Detrás de tanto juicio y condena –como en el texto que leemos hoy-, parece que no hay sino una inseguridad radical, que se disfraza justamente de seguridad absoluta. La misma necesidad de tener razón y de creerse portadores de la verdad es indicio claro de una inseguridad de base que resulta insoportable. Por eso, el fanatismo no es sino inseguridad camuflada, del mismo modo que el afán de superioridad esconde un doloroso complejo de inferioridad, a veces revestido de “nobles” justificaciones.

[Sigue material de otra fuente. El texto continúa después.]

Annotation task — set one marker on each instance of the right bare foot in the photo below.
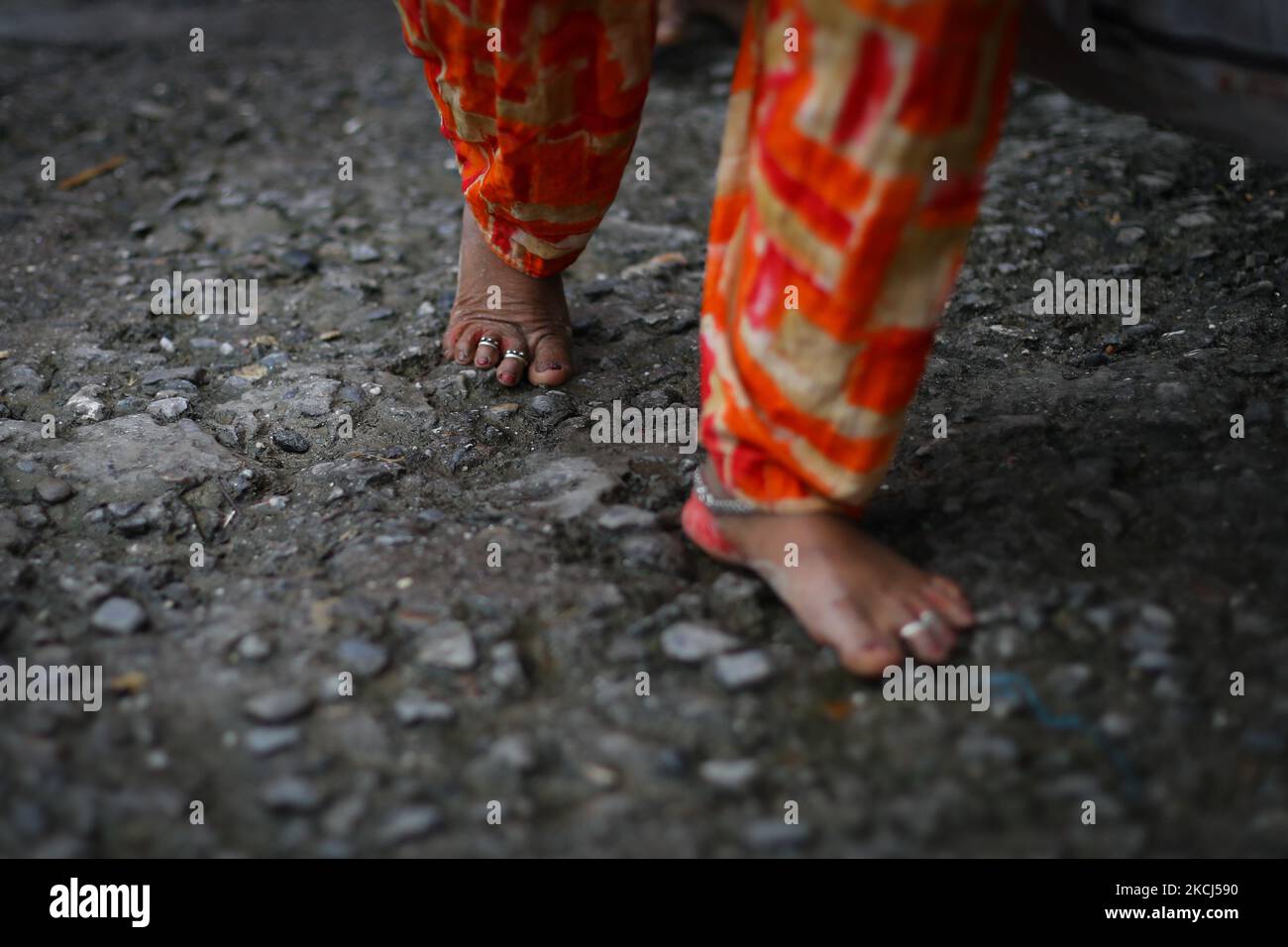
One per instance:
(674, 14)
(520, 312)
(848, 590)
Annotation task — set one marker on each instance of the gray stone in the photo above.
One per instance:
(514, 751)
(53, 491)
(254, 648)
(412, 709)
(690, 642)
(85, 403)
(734, 776)
(410, 822)
(136, 458)
(365, 659)
(626, 518)
(768, 834)
(119, 616)
(265, 741)
(452, 650)
(1127, 236)
(745, 669)
(168, 408)
(291, 441)
(278, 706)
(291, 793)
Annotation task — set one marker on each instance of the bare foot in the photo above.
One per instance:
(673, 14)
(520, 312)
(848, 590)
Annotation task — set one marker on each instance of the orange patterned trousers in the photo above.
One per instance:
(850, 174)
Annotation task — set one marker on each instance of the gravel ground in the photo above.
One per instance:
(510, 689)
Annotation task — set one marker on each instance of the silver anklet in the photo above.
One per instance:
(715, 505)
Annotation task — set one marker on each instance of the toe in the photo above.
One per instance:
(510, 371)
(947, 598)
(935, 638)
(552, 364)
(863, 647)
(467, 342)
(485, 356)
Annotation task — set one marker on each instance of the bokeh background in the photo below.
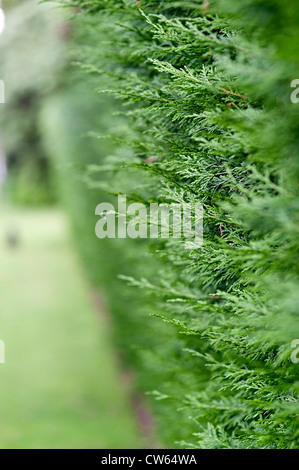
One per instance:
(64, 384)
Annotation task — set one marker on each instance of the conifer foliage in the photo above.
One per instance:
(206, 89)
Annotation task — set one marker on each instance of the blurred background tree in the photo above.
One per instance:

Una “noble” justificación era la aludida por los fariseos y los teólogos oficiales para condenar a esta mujer a la lapidación (¡no así al hombre adúltero!): “la Ley”.

Ante esa situación, Jesús no entra en discusiones, ni en intentos de convencerlos de lo errado de su posición. Como si supiera que las polémicas, cuando hay inseguridad (aunque sea inconsciente), no hacen otra cosa sino que las personas todavía se amurallen más en sus posturas previas y busquen más “argumentos” para sostenerlas.

El lector del evangelio ya conoce el planteamiento básico de Jesús: la persona prima siempre sobre la ley. “No es el hombre para el sábado, sino el sábado para el hombre” (Mc 2,27); “¿qué está permitido hacer en sábado: el bien o el mal?” (Mc 3,4). Él no ve a las personas a través del filtro de “justos o pecadores”, ni tampoco proyecta en ellas sus simpatías o antipatías, sus miedos y sus necesidades.

Jesús es el hombre fraternal, que sabe ver el corazón de las personas, y que mira y trata a cada una como si fuera única. Es como si en cada persona se estuviera viendo a sí mismo (“lo que hicisteis con uno de estos mis hermanos más pequeños, conmigo lo hicisteis”: Mt 25,40) y, en último término, viera a Dios mismo, el Misterio último expresándose en cada rostro.

Precisamente porque conoce el corazón humano, acierta al decir: “El que esté sin pecado que le tire la primera piedra”. Ante estas palabras, que desnudan las etiquetas complacientes de quienes se creían “justos”, todos se alejan. Nadie es mejor que nadie: ¿con qué derecho juzgamos, descalificamos y condenamos?

Pero la respuesta de Jesús no termina ahí. La suya es una palabra de denuncia para los censores, pero de perdón para la mujer. No hay condena: “ve en paz”.

Pero pareciera que seguimos sin aprender: este texto evangélico fue censurado en la comunidad primitiva hasta que, finalmente, logró “aterrizar” en el cuarto evangelio. Y todavía hoy, no pocas personas religiosas que se dicen seguidoras de Jesús hacen de la condena una señal de identidad.